The sturgeon landed on the sorting line, crushing a conveyor belt. It flopped its massive tail, sending purple petals flying everywhere like confetti. But the petals were sharp. They sliced through the air, sticking into the walls.

"Mac! Get in!" Val yelled. She ran toward the truck, the flare gun smoking in her hand. She jumped into the cab, and Mac climbed into the driver's seat. Officer Pete was already there, huffing and puffing, his hat crooked.

"Start it up!" Pete yelled. "Drive us out of here!"

Mac slammed the key into the ignition. He turned it. The engine groaned. Rrr-rrr-rrr. It didn't catch. He tried again. Rrr-rrr-click.

"Come on, you piece of junk!" Mac growled. He hammered on the dashboard.
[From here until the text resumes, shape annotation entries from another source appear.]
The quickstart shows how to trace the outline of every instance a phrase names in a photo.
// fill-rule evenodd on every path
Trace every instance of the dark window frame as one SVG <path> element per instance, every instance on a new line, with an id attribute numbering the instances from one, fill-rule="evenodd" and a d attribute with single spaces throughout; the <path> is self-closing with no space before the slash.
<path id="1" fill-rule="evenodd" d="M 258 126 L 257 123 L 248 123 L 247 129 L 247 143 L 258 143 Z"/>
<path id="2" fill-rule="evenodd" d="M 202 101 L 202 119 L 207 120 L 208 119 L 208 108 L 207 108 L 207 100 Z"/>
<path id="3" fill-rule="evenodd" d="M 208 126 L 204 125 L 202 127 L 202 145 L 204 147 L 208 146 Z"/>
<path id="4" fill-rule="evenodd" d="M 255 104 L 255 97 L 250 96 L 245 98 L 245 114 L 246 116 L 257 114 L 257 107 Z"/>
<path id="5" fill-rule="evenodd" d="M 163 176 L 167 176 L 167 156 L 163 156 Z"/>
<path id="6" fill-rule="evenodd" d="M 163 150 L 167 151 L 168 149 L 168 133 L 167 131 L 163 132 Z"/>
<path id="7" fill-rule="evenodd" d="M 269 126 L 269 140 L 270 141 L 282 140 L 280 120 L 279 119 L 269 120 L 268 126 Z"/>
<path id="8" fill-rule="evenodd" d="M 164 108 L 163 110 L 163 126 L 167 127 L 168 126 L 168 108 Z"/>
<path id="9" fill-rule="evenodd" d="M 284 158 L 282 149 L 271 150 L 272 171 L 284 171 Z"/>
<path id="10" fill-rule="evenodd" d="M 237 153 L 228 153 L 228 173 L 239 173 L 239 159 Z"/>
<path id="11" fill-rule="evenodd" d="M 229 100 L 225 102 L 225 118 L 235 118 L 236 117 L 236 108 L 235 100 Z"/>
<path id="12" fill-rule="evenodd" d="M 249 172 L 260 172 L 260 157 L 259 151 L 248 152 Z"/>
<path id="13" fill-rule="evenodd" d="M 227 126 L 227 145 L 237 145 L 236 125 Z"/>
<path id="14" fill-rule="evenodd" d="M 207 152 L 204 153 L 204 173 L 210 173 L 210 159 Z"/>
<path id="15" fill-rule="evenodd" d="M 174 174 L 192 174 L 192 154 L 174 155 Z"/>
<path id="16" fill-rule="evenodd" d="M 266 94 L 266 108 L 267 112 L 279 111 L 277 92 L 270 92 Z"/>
From the vents, a sound began to rise. It wasn't the engine. It was high-pitched and squeaky. It sounded like a hundred tiny voices. Mac leaned closer to the dashboard. The engine wasn't dead. It was clogged. Thousands of pieces of sentient, colorful confetti were packed into the air intake. And they were singing. They were singing a high-speed, chipmunk-version of a pop song from three years ago.

"Is the confetti... harmonizing?" Mac asked, staring at the vibrating dashboard.

Val looked at the engine temperature gauge. It was spiking into the red. "The confetti is singing so loud it’s shaking the spark plugs loose!"

Outside, the giant flowery sturgeon let out a low, wet groan and began to slide toward the truck, its purple petals shimmering in the spring light.

“The confetti reached a high, piercing note, and the entire dashboard began to glow a frantic, neon pink.”